Genevieve Valentine of The A.V. Club gave the episode a "B+" grade and wrote, "This week moves a lot of pieces forward on the board; maybe because of this, it misses some of the tight interconnectedness that helped give last week its punch. But it's a study in what gets shown and what's obscured, both from the characters and from us."

Alan Sepinwall of HitFix wrote, "'The North Star' not only put Nucky back at the forefront, but did so while exercising the series' trademark patience and artistry. What's so impressive about this episode, and the best hours of the show, is how they let scenes and moments linger, whether it's Chalky watching Daughter Maitland sing, or the dying Sagorsky telling Richard his terrible war story from the Philippines, or Lansky and Luciano having their falling-out because of Lucky's paranoia about doing a deal with Joe Masseria's cousin." Seth Colter Walls of Vulture gave the episode a 4 star rating out of 5 and wrote, "At this point, the Boardwalk Empire universe is large enough that I'd be happy to watch movie-length episodes, just so more of the characters could have richer, longer scenes that engage all the things we already know about them.
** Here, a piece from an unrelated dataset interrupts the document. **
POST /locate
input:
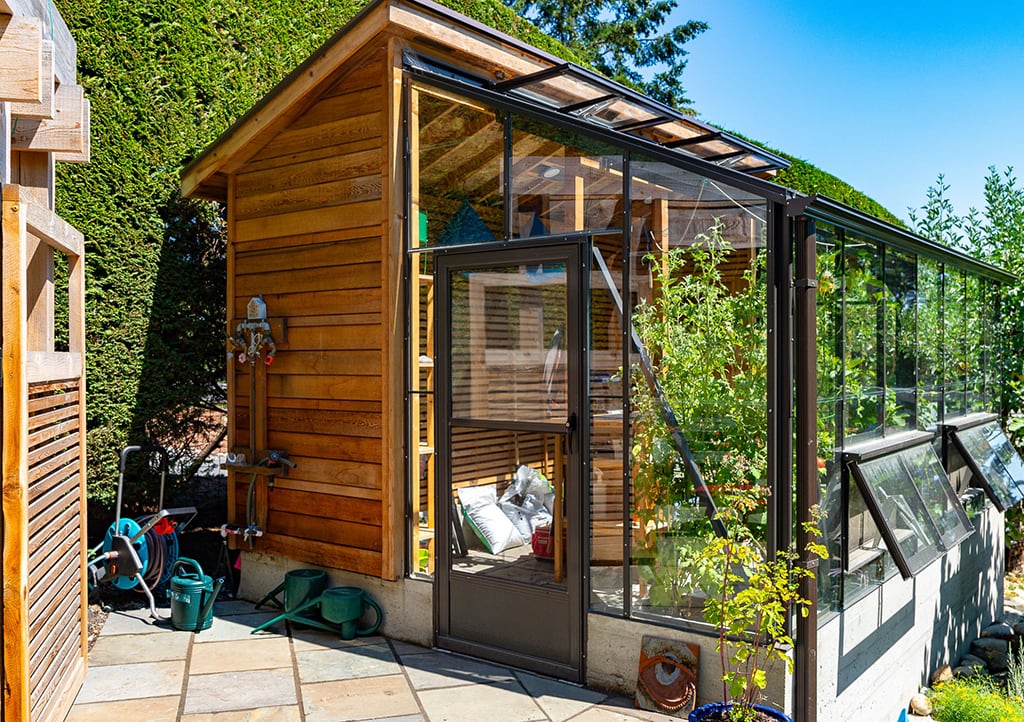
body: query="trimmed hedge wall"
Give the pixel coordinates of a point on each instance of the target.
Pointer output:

But for now we can hope that, by the time all the story arcs converge at season's end, it won't feel too forced."

Rodrigo Perez of IndieWire wrote, "Thematically, we're following a 'North Star' considering guiding lights reunite several estranged members of the Boardwalk Empire cast, even if it's a bit of a mid-season episode lull. Perhaps the writers had to give audiences a reprieve after the sad suicide of Eddie Kessler last episode." Chris O'Hara of TV Fanatic gave the episode a perfect 5 star rating out of 5 and wrote, "It was good to see Margaret, but she was smart not to divulge too much information, especially if Joe Masseria in New York looks to hurt Nucky at some point. Richard has some catching up to do, but his return was also nice to see. Adding some levity to an emotion filled episode was the always jocular Mickey Doyle."

Michael Noble of Den of Geek wrote, "As I have mentioned before, Boardwalk Empire is a rich enough canvas that it can handle character absences, even protracted ones, without losing pace or touch. In the case of Margaret, it is particularly effective, deliberate even, as she, paradoxically, is present in her absence." Paste gave the episode a 7 out of 10 rating and wrote, "It wasn't enough to fully imbue these parts of the episode with life, but it was enough to keep them from taking away too much of its momentum. We're halfway through the season, but at least it finally feels like it's starting to take us somewhere interesting."